Excessive Apologies: How to Break the Cycle

Being a woman in my late 30s, I’ve consistently thought that courtesy is essential, which includes saying sorry when I think I’ve made a mistake. Even with a satisfying life, I’ve battled very little self-assurance. This mix of aiming to be considerate and doubting myself has turned me into someone who over-apologizes. Often, it happens so automatically that I’m unconscious of it. It comes from anxiety and has influenced both my personal and work life. It frustrates my loved ones and co-workers, and then I get annoyed when they mention it—which only worsens my anxiety.

Presenting and Questioning

This over-apologizing is especially concerning when it comes to public speaking or asking questions in front of people. I try to write everything down to stay focused and avoid going off-topic, but even that fails most of the time. As an starting scholar in political science, speaking confidently is crucial. I’ve attempted to tackle this through exposure therapy, such as leading sessions and compelling myself to ask questions at community gatherings, despite experiencing setbacks from experienced male academics. I’ve also tried waiting before speaking to become more mindful of when I’m apologizing, but this helps at first before I return to old habits.

Self-Acceptance

I don’t believe I’ll ever fully like myself, and I’ve made peace with that. I still appreciate life and find it meaningful. My main goal is to stop the constant apologizing. I’ve learned that counseling might support me, but I question how it can help in practice.

Apologizing is a important skill, but it must be used wisely. Too infrequent or too excessive, and you place a load on others.

Finding the Source

A therapist might explore where this habit comes from. Thoughts including, “How young were you when this started?” or “Was it internally driven or adopted from someone close to you?” Sometimes, early ways that once benefited us become unhelpful in adulthood.

In fact, some of your current behaviors could be seen as self-defeating. You are aware it bothers those around you, yet you keep doing it.

The Role of Therapy

When asked what professional guidance could do, one approach focuses on existing rather than striving. Much of good therapy is about self-awareness, not just fixing issues. A experienced counselor will supportively question you, offering a comfortable setting to consider and accept who you are.

Instead of facing fears head-on, a relational approach with a humanist therapist might be more helpful. This can help you reconnect to yourself and examine how you judge, disregard, and undermine yourself. It can assist in catching self-criticism, interrupting it, and finding more kind ways to see things. Your confidence can develop from there.

Practical Steps

Changing ingrained patterns is difficult, especially in stressful moments when apologizing feels like a automatic response. But you can start by reflecting on how saying sorry serves you and what it would be like to not apologize. Often, it’s an effort to avoid shame or being seen, by admitting perceived mistakes before others do. This can create a loop of irritation and worry.

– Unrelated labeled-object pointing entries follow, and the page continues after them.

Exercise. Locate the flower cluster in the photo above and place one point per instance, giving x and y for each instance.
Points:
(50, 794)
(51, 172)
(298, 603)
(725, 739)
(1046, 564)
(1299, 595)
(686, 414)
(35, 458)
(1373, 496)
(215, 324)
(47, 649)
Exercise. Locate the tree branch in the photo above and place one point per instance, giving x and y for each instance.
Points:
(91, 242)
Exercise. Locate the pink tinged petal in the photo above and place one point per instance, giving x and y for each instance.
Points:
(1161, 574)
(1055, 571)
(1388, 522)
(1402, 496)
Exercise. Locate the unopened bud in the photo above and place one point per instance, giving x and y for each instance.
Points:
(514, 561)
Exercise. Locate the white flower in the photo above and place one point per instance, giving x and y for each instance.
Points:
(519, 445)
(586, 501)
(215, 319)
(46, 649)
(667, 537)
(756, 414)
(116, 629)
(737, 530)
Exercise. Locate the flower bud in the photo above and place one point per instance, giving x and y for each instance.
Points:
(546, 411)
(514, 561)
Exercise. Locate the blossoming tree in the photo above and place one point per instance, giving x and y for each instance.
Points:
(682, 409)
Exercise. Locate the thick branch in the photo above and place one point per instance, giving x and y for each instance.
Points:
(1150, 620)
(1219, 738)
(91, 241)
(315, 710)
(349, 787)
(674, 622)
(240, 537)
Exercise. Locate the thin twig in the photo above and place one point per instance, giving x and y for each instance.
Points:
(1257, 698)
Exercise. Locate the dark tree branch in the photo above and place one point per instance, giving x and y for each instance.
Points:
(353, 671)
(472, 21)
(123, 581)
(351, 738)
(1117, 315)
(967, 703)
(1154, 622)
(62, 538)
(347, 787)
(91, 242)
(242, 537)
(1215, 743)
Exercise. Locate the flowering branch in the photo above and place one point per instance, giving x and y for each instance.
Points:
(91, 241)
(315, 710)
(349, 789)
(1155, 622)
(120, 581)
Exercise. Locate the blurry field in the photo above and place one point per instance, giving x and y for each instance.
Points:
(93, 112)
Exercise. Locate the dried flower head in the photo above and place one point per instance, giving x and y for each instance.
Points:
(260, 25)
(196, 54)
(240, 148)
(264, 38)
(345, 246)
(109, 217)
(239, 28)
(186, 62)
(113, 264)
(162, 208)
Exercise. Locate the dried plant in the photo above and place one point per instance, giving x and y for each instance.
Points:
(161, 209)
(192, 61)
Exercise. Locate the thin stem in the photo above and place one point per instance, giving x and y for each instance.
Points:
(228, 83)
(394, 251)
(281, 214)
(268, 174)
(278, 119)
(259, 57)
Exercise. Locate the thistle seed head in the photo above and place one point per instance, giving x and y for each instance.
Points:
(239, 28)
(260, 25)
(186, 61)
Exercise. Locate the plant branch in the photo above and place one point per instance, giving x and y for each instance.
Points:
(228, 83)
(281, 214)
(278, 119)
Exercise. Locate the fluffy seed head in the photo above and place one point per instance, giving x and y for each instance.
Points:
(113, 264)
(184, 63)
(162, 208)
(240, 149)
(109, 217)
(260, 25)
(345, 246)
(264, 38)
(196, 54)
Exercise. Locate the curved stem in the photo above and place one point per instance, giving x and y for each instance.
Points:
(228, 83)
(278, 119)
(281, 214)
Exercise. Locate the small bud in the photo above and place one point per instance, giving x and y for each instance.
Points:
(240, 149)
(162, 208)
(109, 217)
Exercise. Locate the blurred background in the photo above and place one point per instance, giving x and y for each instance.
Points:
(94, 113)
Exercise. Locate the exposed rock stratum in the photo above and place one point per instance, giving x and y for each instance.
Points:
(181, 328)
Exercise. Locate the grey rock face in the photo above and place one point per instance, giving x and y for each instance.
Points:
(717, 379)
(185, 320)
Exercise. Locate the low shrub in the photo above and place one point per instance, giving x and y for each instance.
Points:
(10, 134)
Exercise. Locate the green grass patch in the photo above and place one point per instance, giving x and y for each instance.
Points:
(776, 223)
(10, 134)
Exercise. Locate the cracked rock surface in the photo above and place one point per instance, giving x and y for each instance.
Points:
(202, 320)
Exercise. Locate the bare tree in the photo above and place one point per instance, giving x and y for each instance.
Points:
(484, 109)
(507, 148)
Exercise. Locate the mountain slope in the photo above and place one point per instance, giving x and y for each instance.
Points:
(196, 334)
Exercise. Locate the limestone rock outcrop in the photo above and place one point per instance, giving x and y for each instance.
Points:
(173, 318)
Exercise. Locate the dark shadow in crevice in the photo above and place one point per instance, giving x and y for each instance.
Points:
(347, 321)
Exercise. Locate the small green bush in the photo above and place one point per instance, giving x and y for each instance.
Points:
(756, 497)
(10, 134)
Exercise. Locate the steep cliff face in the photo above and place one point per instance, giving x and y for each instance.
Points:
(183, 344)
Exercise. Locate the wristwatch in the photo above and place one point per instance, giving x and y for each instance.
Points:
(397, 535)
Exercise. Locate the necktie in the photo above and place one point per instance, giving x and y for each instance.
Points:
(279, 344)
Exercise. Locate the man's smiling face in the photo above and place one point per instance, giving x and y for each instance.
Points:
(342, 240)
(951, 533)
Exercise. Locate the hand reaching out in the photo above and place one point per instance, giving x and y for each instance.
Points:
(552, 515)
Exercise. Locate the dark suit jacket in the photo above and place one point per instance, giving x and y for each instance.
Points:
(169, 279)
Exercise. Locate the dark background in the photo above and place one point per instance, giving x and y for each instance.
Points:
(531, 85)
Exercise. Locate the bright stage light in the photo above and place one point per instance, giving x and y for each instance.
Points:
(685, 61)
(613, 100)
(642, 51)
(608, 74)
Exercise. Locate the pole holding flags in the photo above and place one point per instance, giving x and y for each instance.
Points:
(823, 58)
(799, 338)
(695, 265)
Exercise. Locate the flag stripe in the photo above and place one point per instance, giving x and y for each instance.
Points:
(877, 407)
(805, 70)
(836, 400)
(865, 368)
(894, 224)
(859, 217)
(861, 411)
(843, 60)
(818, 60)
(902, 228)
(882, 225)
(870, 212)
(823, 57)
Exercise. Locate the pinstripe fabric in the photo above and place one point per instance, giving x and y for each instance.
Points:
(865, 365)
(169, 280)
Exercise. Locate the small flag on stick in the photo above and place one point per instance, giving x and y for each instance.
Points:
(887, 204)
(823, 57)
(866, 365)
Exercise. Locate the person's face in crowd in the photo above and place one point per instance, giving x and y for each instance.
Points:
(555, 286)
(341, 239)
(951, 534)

Even reflecting afterward can be helpful. Try pausing briefly before responding, or use a stock phrase instead of “I’m sorry.” For example, saying “I see” can make others feel understood without you taking blame.

This approach will take time, but admitting there’s an issue is a crucial first step toward growth.

Erica Dickson
Erica Dickson

Elara is a digital artist and designer passionate about blending technology with creativity to inspire others.